Describe the genomic action of progesterone
In the uterus - it promotes secretory changes in the endometrium to prepare the uterus for implantation and prevents premature uterine contraction
In the breast - it causes the proliferation of alveolar cells, secretory development and increases tissue fluid to prepare for lactation
In the ovaries - it supresses further ovulation during pregnancy
In the bone - it contributes to maintaining bone mineral density
In the cardiovascular system - it regulates vascular tone and lipid metabolism
In the central nervous system - it regulates mood and sleep
What are some of the non genomic effects of oestrogens
In immune system - they have anti-inflammatory effects
In the metabolism - they cause rapid glucose uptake in skeletal muscle
In the cardiovascular system - causes rapid vasodilation through activation of eNOS
What are some of the non genomic effects of progesterone
In the reproductive tract - increases sperm motility as they migrate through female reproductive tract
In the immune system - inhibits inflammatory cytokiine release to promote a tolerant environment during pregnancy
In the cardiovascular system - modulates vascular tone
What is the menstrual cycle
It is a monthly cycle resulting in the production of an ovum and thickening of the endometrium to allow for implantation should fertilisation occur. Each cycle lasts about 28 days, the cycle begins on first day of menstruation and ovulation occurs at about day 14. The cycle is regulated by the hypothalamic-pituitary-ovarian axis.
Describe the follicular phase.
It varies in length, between 10-21 days and causes the pulsatile release of GnRH from the hypothalamus which stimulates the anterior pituitary gland to release FSH and LH. FSH initiates recruitment & maturation of follicles and stimulates granulosa cells. LH stimulates theca cells to produce androgens and progesterone.

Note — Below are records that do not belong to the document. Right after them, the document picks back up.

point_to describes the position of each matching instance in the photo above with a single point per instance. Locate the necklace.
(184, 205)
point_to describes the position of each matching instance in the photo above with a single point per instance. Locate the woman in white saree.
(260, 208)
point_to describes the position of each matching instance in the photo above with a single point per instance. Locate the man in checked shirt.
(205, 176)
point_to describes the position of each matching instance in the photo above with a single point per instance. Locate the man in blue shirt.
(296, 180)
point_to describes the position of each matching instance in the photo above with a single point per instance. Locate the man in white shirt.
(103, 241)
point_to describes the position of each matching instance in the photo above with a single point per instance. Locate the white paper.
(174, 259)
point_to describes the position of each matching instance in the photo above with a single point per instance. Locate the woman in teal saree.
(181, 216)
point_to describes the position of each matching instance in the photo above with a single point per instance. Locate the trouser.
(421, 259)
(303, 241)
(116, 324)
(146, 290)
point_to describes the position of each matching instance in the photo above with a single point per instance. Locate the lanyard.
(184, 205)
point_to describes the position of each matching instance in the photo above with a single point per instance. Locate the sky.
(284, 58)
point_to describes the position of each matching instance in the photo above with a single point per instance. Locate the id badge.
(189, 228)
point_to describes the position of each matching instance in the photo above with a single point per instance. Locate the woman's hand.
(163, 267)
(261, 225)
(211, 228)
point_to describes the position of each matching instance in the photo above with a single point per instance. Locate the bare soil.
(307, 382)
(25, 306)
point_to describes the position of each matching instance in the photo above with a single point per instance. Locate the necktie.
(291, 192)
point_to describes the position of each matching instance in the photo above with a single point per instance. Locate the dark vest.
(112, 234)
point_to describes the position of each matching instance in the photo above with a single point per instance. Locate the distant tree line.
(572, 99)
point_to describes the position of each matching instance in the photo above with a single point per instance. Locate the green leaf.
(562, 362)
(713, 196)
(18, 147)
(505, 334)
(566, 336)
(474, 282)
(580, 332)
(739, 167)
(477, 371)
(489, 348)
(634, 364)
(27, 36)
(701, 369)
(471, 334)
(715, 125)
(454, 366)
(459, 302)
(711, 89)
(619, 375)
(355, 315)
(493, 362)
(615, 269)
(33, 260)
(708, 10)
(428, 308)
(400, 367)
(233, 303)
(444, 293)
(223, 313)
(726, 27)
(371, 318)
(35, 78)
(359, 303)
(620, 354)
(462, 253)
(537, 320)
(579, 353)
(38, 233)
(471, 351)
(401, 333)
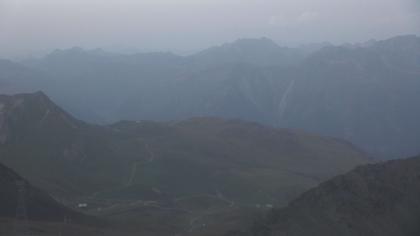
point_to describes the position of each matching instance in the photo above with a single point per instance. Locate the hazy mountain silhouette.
(379, 199)
(365, 93)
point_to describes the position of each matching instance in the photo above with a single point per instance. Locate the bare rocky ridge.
(192, 173)
(379, 199)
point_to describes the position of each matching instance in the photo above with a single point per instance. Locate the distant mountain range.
(365, 93)
(380, 199)
(196, 168)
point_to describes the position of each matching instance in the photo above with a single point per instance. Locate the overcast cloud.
(33, 25)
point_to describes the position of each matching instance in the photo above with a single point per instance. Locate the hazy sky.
(34, 25)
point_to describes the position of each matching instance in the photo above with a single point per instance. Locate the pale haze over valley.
(210, 117)
(184, 26)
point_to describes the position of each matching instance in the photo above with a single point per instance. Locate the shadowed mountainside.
(379, 199)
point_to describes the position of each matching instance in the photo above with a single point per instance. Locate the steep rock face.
(38, 204)
(197, 156)
(379, 199)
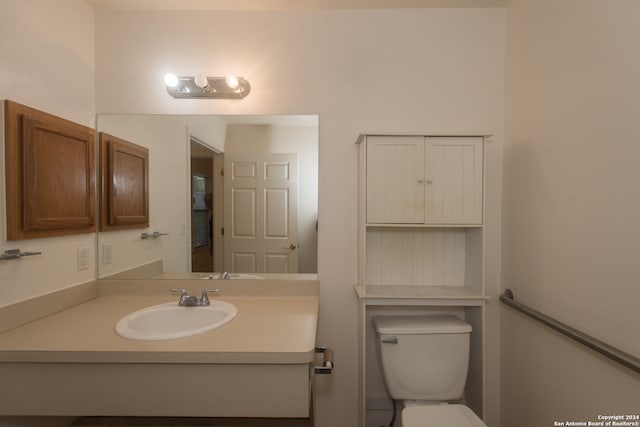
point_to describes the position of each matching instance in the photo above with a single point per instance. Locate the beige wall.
(46, 63)
(432, 70)
(571, 205)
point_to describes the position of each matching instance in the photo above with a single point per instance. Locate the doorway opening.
(206, 207)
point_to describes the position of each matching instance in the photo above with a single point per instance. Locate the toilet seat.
(440, 416)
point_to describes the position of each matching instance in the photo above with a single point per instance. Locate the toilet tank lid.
(421, 324)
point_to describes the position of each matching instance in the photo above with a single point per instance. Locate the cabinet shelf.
(440, 226)
(421, 295)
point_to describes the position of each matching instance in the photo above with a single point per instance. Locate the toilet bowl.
(424, 361)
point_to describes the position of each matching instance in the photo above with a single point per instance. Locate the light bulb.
(201, 81)
(232, 81)
(171, 80)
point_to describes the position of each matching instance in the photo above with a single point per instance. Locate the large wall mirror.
(235, 194)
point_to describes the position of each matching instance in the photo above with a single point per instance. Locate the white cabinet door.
(395, 179)
(424, 180)
(454, 180)
(261, 218)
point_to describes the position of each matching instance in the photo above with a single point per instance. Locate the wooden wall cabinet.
(124, 176)
(50, 174)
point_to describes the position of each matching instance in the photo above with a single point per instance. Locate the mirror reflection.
(235, 194)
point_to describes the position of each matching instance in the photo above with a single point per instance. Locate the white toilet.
(425, 361)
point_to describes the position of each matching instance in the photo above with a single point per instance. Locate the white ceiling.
(285, 4)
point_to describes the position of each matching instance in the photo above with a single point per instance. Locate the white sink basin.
(170, 321)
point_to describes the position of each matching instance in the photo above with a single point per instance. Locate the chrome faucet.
(187, 300)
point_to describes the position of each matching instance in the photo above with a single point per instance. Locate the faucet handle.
(204, 298)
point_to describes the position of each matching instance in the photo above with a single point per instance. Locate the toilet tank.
(423, 357)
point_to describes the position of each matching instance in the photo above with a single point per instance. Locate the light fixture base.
(217, 88)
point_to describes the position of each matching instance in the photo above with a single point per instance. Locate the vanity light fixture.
(200, 86)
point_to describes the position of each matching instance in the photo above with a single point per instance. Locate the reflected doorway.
(206, 207)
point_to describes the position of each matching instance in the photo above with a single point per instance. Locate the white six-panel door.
(261, 213)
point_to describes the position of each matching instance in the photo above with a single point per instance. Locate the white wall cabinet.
(424, 180)
(421, 246)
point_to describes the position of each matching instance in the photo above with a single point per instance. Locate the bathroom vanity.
(73, 363)
(421, 246)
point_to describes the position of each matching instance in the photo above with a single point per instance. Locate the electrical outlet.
(83, 258)
(107, 252)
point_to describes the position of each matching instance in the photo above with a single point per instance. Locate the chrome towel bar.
(603, 348)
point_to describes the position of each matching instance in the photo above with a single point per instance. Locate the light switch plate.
(107, 253)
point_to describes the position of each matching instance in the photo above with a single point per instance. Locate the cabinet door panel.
(395, 179)
(454, 180)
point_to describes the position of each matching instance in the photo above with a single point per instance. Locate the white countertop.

Describe how the follicular phase contributes to oestrogen synthesis
LH then stimulates theca cells to synthesise progesterone and androgens. The theca cells lack aromatose so the androgens diffuse into the granulosa cells which do have aromatase (the aromatase trancription is stimulated by FSH). The aromatase synthesises the oestrogens from androgens. Rising oestrogen levels negatively feedback to the anterior pituitary, inhibiting LH & FSH production.